One of her 2-year-old twins cries as after losing a plastic shoe in the spiky dried grass; he's too small to climb over a concrete wall to reach his mother. The 3-year-old sings tunelessly to herself as she rocks the cradle with the baby.
They named their eldest son, born in the camp four years ago, Bewar — wanderer — "because we were without a home or land," Murad says.
Their Yazidi truck driver, Baker Haji Ali, calls a passing teenager to round up people to help unload.
"No one is here to come and help," the boy says.
Haji Ali says he has moved 17 families back so far, charging families like Murad's less than his normal rate of about $125.
He says the families he brings back will eventually clear out the rubble and install windows and doors. But the bigger problem is the fear that ISIS fighters who came from neighboring villages to kill and enslave them will come back.

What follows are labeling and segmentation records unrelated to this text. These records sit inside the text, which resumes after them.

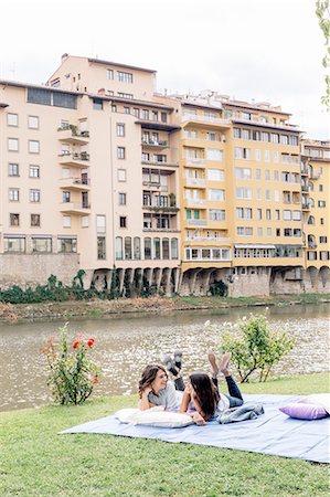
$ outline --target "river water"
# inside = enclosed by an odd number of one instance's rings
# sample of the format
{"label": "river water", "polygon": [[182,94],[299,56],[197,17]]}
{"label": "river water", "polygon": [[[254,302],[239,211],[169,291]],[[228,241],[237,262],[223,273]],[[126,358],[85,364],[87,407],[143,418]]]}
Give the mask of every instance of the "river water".
{"label": "river water", "polygon": [[[326,371],[329,368],[330,304],[265,308],[177,311],[126,315],[103,319],[72,319],[68,335],[95,338],[94,357],[102,367],[102,382],[93,395],[136,393],[143,367],[159,362],[166,352],[183,351],[183,376],[210,371],[207,351],[217,350],[226,324],[267,315],[272,326],[286,329],[295,348],[274,368],[274,377]],[[206,320],[212,326],[204,327]],[[46,404],[45,358],[40,352],[49,336],[65,321],[0,325],[0,411]]]}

"If I went to the city of Sinjar tomorrow, I'd be afraid of seeing the same ISIS men who took our Yazidi women ... and either I would have to kill him or he would kill me," Haji Ali says. "It's painful for us. That is the disaster of Sinjar."
Parts of Sinjar city are still in ruins. In five years since ISIS was driven out, the area has changed hands between Kurdish and Iraqi government forces and neither they nor the United Nations or aid groups have done much to help residents rebuild. Government and aid officials cite a mix of reasons: security concerns, including remnants of explosives and the presence of armed militias, an Iraqi cash crisis, local leadership struggles — and then the coronavirus.
"Due to limited government presence and the proliferation of armed groups, basic service delivery has yet to return to many parts of Sinjar," says Clara McLinden, communications officer for the USAID mission to Iraq. She says the lack of services, including schools, has prevented more Yazidis from returning to Sinjar.
A few Yazidi shop owners have come back. Ziyad Qirany returned three weeks ago after scraping up the rent to open a small clothing store. He is dressed neatly in a blue polo-shirt that shows the tattoos on his arms — his name and the date in August that the ISIS genocide started and Yazidis tried to escape to Sinjar mountain.
"It's a terrible feeling when you come back and you remember your friends who were captured and you still don't know what happened to them," says Qirany.
His teenage cousin, Najim Abdullah, who works in the shop, says they returned because the camps became unbearable under the coronavirus lockdowns. "We felt like we were in prison. After the pandemic [began] we weren't allowed to leave the camp," he says. His family is still searching for his sister Sa'ada, who was 10 when she was captured by ISIS.
From a stereo system inside the shop, Lebanese singer Fairuz croons loves songs to an empty street dotted with collapsed buildings.
Plastic mannequins lined up on the sidewalk model Turkish-made suits with boutonnieres, waiting for the pandemic to be over and wedding parties, a main source of business, to resume.
"This is the old part of town and it's mostly destroyed so business is not that good," Qirany says. "But step by step we hope it will improve."
Sangar Khaleel contributed to this report in Sinjar.